The markets in Japan were closed on Monday for a bank holiday.

Price Action Driven by Rising US Yields

Longer-term U.S. Treasury yields were at their highest since March after Friday’s weak jobs report only fanned speculation of more U.S. fiscal stimulus now that the Democrats have control of the government.

President-elect Joe Biden is due to announce plans for “trillions” in new relief bills this week, much of which will be paid for by increased borrowing.

At the same time, the Federal Reserve is sounding content to put the onus on fiscal policy with Vice Chair Richard Clarida saying there would be no change soon to the $120 billion of debt the Fed is buying each month.

With the Fed reluctant to purchase more longer-dated bonds 10-year Treasury yields jumped almost 20 basis points last week to 1.12%, the biggest weekly rise since June.Advertisement

Apple, Hyundai Set to Agree Electric Car Tie-Up, says Korea IT News

Hyundai Motor and Apple Inc plan to sign a partnership deal on autonomous electric cars by March and start production around 2024 in the United States, local newspaper Korea IT News reported on Sunday.

The report follows a statement on Friday from Hyundai Motor that it was in early talks with Apple after another local media outlet said the companies aimed to launch a self-driving electric car in 2027, sending Hyundai shares up nearly 20%.

Hyundai Motor declined to comment on the report on Sunday, and reiterated Friday’s comments that it has received requests for potential cooperation from various companies on developing autonomous EVs.

China Inflation News

China’s Producer Price Index fell 0.4% in December as compared to a year earlier, according to the country’s Bureau of Statistics. That was a smaller decline than the 0.8% fall expected in a median forecast of a Reuters poll. Meanwhile, China’s Consumer Price Index rose 0.2% year-on-year in December, against expectations of a 0.1% increase in a Reuters poll.
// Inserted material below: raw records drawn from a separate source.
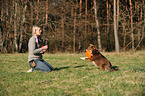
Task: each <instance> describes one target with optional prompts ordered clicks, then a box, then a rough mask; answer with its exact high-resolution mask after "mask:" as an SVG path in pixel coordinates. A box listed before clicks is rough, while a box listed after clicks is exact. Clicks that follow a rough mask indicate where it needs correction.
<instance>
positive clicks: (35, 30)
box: [32, 25, 40, 36]
mask: <svg viewBox="0 0 145 96" xmlns="http://www.w3.org/2000/svg"><path fill="white" fill-rule="evenodd" d="M38 28H40V27H38V26H36V25H34V26H33V28H32V36H33V35H35V34H36V30H37V29H38Z"/></svg>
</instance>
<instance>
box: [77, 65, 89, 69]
mask: <svg viewBox="0 0 145 96" xmlns="http://www.w3.org/2000/svg"><path fill="white" fill-rule="evenodd" d="M85 66H87V65H79V66H75V67H74V68H80V67H85Z"/></svg>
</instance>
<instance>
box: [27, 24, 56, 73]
mask: <svg viewBox="0 0 145 96" xmlns="http://www.w3.org/2000/svg"><path fill="white" fill-rule="evenodd" d="M40 35H41V30H40V27H38V26H33V28H32V37H31V38H30V39H29V43H28V47H29V57H28V61H29V65H30V67H31V69H30V70H28V71H27V72H32V71H34V70H41V71H42V72H47V71H49V72H50V71H52V70H54V68H53V67H52V66H51V65H50V64H48V63H47V62H46V61H44V60H43V59H42V54H44V53H45V51H46V50H47V48H48V45H45V46H43V47H42V40H41V38H40Z"/></svg>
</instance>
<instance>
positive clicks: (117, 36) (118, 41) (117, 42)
mask: <svg viewBox="0 0 145 96" xmlns="http://www.w3.org/2000/svg"><path fill="white" fill-rule="evenodd" d="M114 36H115V51H116V52H119V40H118V33H117V19H116V0H114Z"/></svg>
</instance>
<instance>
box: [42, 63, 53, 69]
mask: <svg viewBox="0 0 145 96" xmlns="http://www.w3.org/2000/svg"><path fill="white" fill-rule="evenodd" d="M43 63H45V64H46V65H47V66H48V67H49V68H51V69H52V70H54V68H53V67H52V66H51V65H50V64H49V63H47V62H46V61H43Z"/></svg>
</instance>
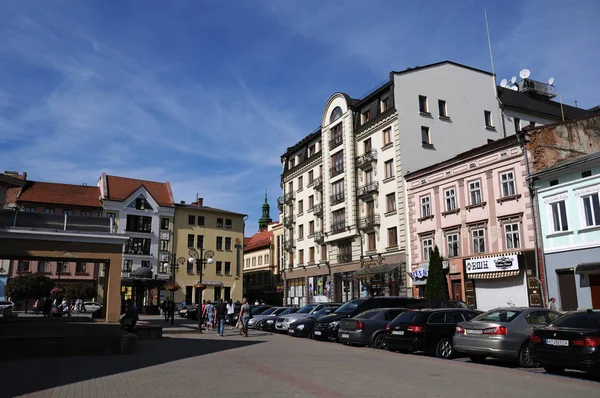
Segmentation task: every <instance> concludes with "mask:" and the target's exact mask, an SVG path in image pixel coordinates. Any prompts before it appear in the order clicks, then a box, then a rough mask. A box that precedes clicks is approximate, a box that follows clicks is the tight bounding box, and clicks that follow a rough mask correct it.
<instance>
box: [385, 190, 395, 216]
mask: <svg viewBox="0 0 600 398" xmlns="http://www.w3.org/2000/svg"><path fill="white" fill-rule="evenodd" d="M385 198H386V201H385V202H386V205H387V209H386V212H387V213H389V212H391V211H396V194H395V193H390V194H388V195H386V196H385Z"/></svg>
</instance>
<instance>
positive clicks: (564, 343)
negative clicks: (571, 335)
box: [546, 339, 569, 347]
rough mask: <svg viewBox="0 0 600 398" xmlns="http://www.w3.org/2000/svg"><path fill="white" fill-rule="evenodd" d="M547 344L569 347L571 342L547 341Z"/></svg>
mask: <svg viewBox="0 0 600 398" xmlns="http://www.w3.org/2000/svg"><path fill="white" fill-rule="evenodd" d="M546 344H548V345H558V346H562V347H568V346H569V340H555V339H546Z"/></svg>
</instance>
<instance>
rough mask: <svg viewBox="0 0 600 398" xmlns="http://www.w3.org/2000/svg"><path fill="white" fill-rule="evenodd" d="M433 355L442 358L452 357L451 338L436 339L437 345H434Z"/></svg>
mask: <svg viewBox="0 0 600 398" xmlns="http://www.w3.org/2000/svg"><path fill="white" fill-rule="evenodd" d="M435 356H436V357H438V358H444V359H452V358H454V347H452V340H450V339H449V338H448V337H446V338H443V339H441V340H440V341H438V343H437V346H436V347H435Z"/></svg>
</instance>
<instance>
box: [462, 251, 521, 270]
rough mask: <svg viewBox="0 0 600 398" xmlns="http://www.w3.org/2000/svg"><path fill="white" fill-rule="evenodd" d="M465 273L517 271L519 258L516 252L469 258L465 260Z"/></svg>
mask: <svg viewBox="0 0 600 398" xmlns="http://www.w3.org/2000/svg"><path fill="white" fill-rule="evenodd" d="M465 267H466V271H467V274H477V273H482V272H498V271H517V270H518V269H519V258H518V256H517V254H502V255H498V256H492V257H483V258H471V259H469V260H465Z"/></svg>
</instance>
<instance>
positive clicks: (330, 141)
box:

Gold Miners Drag Down Australian Shares

Australian shares settled lower on Monday as cases of highly transmissible new COVID-19 variants dimmed hopes for a quick economic recovery, with gold miners leading the retreat on bullion sell-offs.

With New South Wales eased lockdown measures introduced to contain an outbreak in its northern coastal suburbs, health officials said over the weekend that they were on high alert after cases of the COVID-19 variants discovered in Britain and South Africa were identified in the country.

Gold stocks dropped as bullion prices slumped to a near six-week low on a firmer U.S. Dollar and higher Treasury yields. Newcrest Mining gave up 3.6% and AngloGold Ashanti eased 4.3% to be the biggest drags on the sub-index.